Beware the halo!

I’ve been asked for an easy guide, or building blocks, to understand which allegorical or spiritual images are safe or not safe to use in understanding and recreating the clothing of the 16th century. So I thought I would start with the simplest identifier of what clothing is not safe: halos, or as they are also known, nimbus. Halos are the standard markers for saints in woodcuts and paintings. When you see a halo, or a circle around a persons’s head, use extra caution and evaluate the image with extra care!

Pre-1500, saints are typically shown wearing clothing which was the same as is seen in street or interior scenes by normal people. However, after 1500 this begins to shift, and they begin to be depicted in clothing which is similar to normal street style, but with added exotic or foreign style elements. The clothing may also be a bit old fashioned or out of date for the fashions at the time of the artwork’s creation.
Let’s examine this 1530 woodcut of St. Barbara by Sebald Beham, and look at it from the perspective of clothing.

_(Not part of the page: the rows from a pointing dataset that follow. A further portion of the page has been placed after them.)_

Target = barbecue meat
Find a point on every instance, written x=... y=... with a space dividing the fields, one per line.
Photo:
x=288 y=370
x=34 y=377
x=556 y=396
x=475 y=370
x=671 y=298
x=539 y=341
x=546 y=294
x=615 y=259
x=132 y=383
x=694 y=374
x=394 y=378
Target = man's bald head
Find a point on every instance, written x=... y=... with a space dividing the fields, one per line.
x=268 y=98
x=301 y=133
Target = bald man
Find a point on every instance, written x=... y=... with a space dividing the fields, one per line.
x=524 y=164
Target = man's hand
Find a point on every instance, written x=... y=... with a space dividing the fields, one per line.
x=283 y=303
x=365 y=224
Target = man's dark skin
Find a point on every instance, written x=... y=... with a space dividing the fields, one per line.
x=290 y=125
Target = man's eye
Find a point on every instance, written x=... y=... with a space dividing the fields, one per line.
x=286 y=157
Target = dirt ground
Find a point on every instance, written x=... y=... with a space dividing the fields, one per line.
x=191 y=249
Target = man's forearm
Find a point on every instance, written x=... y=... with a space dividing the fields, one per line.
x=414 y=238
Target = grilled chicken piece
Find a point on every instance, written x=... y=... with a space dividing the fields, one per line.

St. Barbara, Sebald Beham 1530 G.215 (Scanned from my original edition of Geisberg)

The halo around her head indicates that she is a saint, and the flowing hair that she is a maiden. From a practical standpoint, there’s no way she could have that much hair hanging down her back, and have her haube (hair covering) be that filled out, it would collapse in the real world. The haube is in a real style from Saxony, one often seen in Cranach’s work, usually in gold. The thin band she wears on her forehead is often seen worn with a haube. But what’s that on top of her head? It’s hard to make out, as it looks to be a combination of crown/hat/wreath? No clue! Whatever it is, it looks to be fantasy.

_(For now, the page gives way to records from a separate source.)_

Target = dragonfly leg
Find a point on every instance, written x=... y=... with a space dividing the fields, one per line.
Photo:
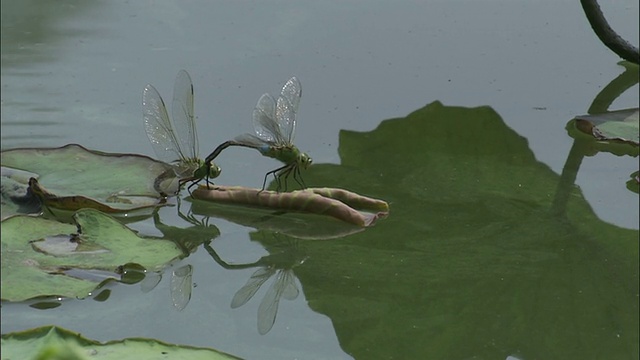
x=193 y=183
x=286 y=172
x=298 y=177
x=276 y=175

Detail of St. Barbara’s head

Her necklace is the same as a wealthy woman would wear at the time. The tucking of the chain into the neckline is a nice touch, that would keep it from rolling around as she moved, and would help it from spreading wide to either side of the breasts as often happens with long chains.

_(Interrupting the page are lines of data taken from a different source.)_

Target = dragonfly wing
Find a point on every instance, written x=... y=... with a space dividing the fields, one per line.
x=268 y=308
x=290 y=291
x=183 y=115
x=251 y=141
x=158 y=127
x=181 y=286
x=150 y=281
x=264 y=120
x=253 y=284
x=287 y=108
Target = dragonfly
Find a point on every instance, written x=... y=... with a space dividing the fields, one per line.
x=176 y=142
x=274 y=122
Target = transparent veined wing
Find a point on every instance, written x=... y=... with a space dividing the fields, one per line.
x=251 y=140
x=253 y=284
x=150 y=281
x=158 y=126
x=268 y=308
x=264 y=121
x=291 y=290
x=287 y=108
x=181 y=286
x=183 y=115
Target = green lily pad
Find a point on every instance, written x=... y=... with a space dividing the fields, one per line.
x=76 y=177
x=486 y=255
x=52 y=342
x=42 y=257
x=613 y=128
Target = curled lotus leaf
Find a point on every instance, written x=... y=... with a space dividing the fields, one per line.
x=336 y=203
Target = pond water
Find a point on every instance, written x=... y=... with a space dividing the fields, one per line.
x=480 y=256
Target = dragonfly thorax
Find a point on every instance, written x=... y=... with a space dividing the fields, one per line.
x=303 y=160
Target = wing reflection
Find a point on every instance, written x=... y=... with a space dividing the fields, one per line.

Her dress is in a real style, but not for the 1530’s! It dates to about 15-20 years earlier, from the 1508-1515 date range. She does appear to have a large piece of fabric, perhaps a cloak, draped around her shoulders and over her lap. This is not seen in normal fashion, but it’s a reoccurring garment in saintly fashion.

For comparison, here is a portrait of a young woman wearing a similar dress, from one side of a double panel portrait. This was probably an engagement portrait, celebrating her engagement to the handsome young man on the other side of the panel. You can see a similar neckline, as in the Saint Barbara woodcut, although here the skirt is not as full. However, dresses had a variety of fullness in the skirts, the slim cut of this skirt was just one of the options available at the time

In comparison, here is a very fashionable couple on their way to a dance, also by Sebald Beham from 1531, just a year after he created the St. Barbara piece above. The lady wears a very different style of dress than seen above in the St. Barbara woodcut, with a different neck and sleeve style, however the skirt is similarly full. It is possible that he took the bodice from one dress, and mixed it with the skirt from another to suit the image he had in mind for St. Barbara.

A couple on their way to the dance, 1531 Sebald Beham G.246 (Scanned from my original edition of Geisberg)

I would love to hear your feedback on this analysis of saintly fashions. Is it helpful/useful?